Would NCAA Hockey Work in Illinois?
Despite an absence of a Division I ice hockey program in the state, Illinois has a plethora of amateur hockey organizations that have molded NHL players such as Ryan Hartman, Vinnie Hinostroza, Ryan Dzingel and Christian Dvorak. These Illinois natives either pursued college hockey outside of their home state or went north to play juniors.
But, with a D-I program at Illinois, recruiting efforts would be made to establish connections with players hoping to ascend the hockey ladder. According to College Hockey Inc., a record 32% of current NHL players played at the collegiate level. Illinois should have no problem assembling a roster. Whether they become competitive out of the gate is another conversation.
Is there a market for college hockey in Champaign, though? Look no further than the club team, which is independent of the university in terms of promotion.
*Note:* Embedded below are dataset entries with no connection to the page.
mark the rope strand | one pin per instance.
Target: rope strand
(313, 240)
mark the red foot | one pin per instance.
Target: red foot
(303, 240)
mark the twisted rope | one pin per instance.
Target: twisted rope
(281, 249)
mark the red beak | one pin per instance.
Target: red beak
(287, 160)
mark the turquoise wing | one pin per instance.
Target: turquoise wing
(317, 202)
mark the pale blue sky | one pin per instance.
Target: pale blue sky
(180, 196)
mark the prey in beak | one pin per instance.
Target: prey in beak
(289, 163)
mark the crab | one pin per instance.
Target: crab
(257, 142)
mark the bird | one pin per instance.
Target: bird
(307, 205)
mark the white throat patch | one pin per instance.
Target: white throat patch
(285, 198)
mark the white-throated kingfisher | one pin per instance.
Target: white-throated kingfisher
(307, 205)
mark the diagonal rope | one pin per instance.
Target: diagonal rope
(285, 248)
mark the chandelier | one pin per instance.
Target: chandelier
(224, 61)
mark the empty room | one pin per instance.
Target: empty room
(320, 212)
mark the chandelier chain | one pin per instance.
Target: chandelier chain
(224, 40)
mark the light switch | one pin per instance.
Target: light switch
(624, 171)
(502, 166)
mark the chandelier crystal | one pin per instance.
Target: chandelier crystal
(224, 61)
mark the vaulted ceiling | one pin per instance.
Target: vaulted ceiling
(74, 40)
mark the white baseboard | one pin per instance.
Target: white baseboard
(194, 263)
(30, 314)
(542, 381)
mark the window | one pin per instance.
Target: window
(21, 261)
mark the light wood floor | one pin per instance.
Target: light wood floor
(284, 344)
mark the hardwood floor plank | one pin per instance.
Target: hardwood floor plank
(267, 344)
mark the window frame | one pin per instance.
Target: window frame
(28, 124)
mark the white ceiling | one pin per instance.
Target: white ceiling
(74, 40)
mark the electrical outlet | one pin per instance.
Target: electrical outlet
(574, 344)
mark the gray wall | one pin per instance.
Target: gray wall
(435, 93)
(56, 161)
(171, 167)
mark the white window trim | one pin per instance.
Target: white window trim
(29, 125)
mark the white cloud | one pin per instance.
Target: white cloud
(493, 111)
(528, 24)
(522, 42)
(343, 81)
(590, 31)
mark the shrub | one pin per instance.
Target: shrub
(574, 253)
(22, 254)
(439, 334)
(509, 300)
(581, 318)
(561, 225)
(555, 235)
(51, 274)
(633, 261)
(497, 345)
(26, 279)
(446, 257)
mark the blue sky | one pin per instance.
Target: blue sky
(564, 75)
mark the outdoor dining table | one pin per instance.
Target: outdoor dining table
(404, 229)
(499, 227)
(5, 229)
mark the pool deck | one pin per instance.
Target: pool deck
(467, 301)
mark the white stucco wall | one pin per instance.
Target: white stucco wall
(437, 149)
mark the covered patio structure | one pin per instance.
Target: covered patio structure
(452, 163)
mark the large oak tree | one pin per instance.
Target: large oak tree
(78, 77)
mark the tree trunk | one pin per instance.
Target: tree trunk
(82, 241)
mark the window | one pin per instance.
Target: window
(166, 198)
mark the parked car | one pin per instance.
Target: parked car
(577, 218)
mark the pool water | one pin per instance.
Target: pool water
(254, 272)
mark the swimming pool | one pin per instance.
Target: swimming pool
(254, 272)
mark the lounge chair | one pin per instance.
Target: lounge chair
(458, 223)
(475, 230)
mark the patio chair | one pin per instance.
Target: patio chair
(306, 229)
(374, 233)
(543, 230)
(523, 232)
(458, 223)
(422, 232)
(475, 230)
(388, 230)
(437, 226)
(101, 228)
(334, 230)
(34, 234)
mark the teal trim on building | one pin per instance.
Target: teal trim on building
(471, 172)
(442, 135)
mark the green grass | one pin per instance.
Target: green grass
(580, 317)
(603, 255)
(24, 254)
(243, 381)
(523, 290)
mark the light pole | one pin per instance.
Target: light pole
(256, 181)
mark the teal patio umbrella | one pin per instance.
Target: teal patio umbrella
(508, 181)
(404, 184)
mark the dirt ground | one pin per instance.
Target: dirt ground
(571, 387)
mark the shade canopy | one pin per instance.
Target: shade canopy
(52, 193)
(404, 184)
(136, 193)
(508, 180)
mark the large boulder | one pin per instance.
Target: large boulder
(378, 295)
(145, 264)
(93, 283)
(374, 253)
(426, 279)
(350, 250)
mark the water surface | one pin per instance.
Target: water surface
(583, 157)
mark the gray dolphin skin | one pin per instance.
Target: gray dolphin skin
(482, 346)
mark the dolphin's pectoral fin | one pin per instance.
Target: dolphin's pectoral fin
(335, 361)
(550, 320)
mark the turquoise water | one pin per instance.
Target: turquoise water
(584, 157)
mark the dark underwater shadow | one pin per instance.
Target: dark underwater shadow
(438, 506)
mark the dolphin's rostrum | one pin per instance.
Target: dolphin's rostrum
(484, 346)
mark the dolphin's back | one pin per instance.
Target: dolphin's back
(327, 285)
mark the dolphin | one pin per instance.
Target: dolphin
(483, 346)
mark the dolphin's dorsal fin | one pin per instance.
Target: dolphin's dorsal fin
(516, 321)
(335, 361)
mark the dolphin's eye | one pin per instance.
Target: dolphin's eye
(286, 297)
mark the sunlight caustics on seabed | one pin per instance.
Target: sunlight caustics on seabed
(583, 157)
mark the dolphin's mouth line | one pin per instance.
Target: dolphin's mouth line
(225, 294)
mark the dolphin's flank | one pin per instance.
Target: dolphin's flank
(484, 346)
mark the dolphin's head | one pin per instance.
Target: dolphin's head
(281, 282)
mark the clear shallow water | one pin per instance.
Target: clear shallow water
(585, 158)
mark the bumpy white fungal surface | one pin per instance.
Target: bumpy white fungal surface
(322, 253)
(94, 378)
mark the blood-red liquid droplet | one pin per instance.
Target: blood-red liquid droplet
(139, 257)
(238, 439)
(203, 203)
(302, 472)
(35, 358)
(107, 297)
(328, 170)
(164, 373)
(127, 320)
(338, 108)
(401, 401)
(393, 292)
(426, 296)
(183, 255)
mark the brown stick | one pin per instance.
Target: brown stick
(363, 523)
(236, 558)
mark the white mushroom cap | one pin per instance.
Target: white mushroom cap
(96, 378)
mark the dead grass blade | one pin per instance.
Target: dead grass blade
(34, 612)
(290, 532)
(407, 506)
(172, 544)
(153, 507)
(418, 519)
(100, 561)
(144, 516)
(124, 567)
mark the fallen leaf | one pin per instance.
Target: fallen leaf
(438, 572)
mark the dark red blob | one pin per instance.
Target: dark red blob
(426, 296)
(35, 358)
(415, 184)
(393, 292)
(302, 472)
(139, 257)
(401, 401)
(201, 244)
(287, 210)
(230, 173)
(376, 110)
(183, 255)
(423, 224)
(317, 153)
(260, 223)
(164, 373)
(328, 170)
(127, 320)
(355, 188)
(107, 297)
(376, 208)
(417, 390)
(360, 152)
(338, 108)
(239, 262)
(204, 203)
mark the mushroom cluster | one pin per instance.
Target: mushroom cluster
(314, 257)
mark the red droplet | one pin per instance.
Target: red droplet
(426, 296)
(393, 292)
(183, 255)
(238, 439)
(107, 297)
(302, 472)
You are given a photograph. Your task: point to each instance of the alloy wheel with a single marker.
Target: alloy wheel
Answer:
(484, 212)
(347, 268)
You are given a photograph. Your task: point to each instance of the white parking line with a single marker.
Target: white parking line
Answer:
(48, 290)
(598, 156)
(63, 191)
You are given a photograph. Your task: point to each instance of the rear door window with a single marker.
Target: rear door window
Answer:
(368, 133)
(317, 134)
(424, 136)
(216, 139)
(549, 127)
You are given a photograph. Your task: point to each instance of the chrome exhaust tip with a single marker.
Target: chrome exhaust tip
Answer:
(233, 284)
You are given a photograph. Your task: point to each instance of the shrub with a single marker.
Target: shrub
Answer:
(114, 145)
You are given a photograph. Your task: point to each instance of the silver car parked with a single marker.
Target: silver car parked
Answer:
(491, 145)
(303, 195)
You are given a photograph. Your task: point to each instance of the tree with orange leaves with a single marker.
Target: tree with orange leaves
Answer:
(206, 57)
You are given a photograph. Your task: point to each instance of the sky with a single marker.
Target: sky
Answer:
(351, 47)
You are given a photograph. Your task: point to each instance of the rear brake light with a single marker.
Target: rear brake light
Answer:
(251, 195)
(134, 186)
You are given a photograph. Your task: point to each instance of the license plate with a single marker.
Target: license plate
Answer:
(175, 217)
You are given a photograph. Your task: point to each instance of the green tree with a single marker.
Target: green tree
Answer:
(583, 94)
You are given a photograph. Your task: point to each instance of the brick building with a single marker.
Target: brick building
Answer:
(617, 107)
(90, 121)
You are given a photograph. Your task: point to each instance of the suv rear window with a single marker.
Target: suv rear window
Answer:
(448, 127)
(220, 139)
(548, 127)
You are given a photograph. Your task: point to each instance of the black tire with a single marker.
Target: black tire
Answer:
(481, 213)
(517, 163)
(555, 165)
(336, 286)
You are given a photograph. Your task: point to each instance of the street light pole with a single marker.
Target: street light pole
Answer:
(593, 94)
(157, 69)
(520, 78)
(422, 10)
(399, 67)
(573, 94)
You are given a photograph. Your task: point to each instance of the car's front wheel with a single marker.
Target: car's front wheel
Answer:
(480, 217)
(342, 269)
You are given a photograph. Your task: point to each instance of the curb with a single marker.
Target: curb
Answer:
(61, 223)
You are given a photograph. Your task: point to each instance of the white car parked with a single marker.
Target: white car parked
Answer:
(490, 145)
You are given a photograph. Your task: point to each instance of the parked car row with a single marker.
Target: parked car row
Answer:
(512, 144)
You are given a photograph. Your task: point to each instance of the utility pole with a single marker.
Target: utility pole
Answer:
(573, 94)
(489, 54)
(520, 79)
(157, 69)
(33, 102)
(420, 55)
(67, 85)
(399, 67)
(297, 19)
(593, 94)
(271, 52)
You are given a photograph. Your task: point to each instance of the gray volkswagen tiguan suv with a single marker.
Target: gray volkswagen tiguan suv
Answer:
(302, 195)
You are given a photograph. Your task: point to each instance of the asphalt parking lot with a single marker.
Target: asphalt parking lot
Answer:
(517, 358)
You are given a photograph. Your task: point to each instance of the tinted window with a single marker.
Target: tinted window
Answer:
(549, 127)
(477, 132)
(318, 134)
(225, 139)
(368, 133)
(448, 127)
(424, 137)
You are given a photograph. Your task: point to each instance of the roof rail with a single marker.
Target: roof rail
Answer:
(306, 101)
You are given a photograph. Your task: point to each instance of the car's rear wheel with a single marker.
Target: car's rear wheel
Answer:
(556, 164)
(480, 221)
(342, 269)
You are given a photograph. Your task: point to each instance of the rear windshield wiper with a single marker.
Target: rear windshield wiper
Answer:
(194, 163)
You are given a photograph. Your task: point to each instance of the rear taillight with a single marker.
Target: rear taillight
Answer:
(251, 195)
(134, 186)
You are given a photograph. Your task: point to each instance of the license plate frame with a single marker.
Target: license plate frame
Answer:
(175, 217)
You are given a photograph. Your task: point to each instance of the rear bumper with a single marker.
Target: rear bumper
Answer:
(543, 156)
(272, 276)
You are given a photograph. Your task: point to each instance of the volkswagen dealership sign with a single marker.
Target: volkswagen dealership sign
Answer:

During the 2015-16 season, the team racked in over $97,000 in ticket sales alone, according to Fabbrini. The University confidently believes in the area’s ability to house a D-I program also, which is why Whitman has played a monumental role in the process already.
— Josh Whitman (@IlliniAD) June 23, 2017
The program has also developed a cult following, including its own student section: the “Harassing Illini.” Perhaps we will see a rapidly increasing Illini hockey fanbase at the NCAA level if all goes well with the feasibility study and funding is reached. It will take time to complete, although Fabbrini and Co. hope to see varsity hockey at the University in the near future.
Until then, however, college hockey fans in Illinois will continue to dream.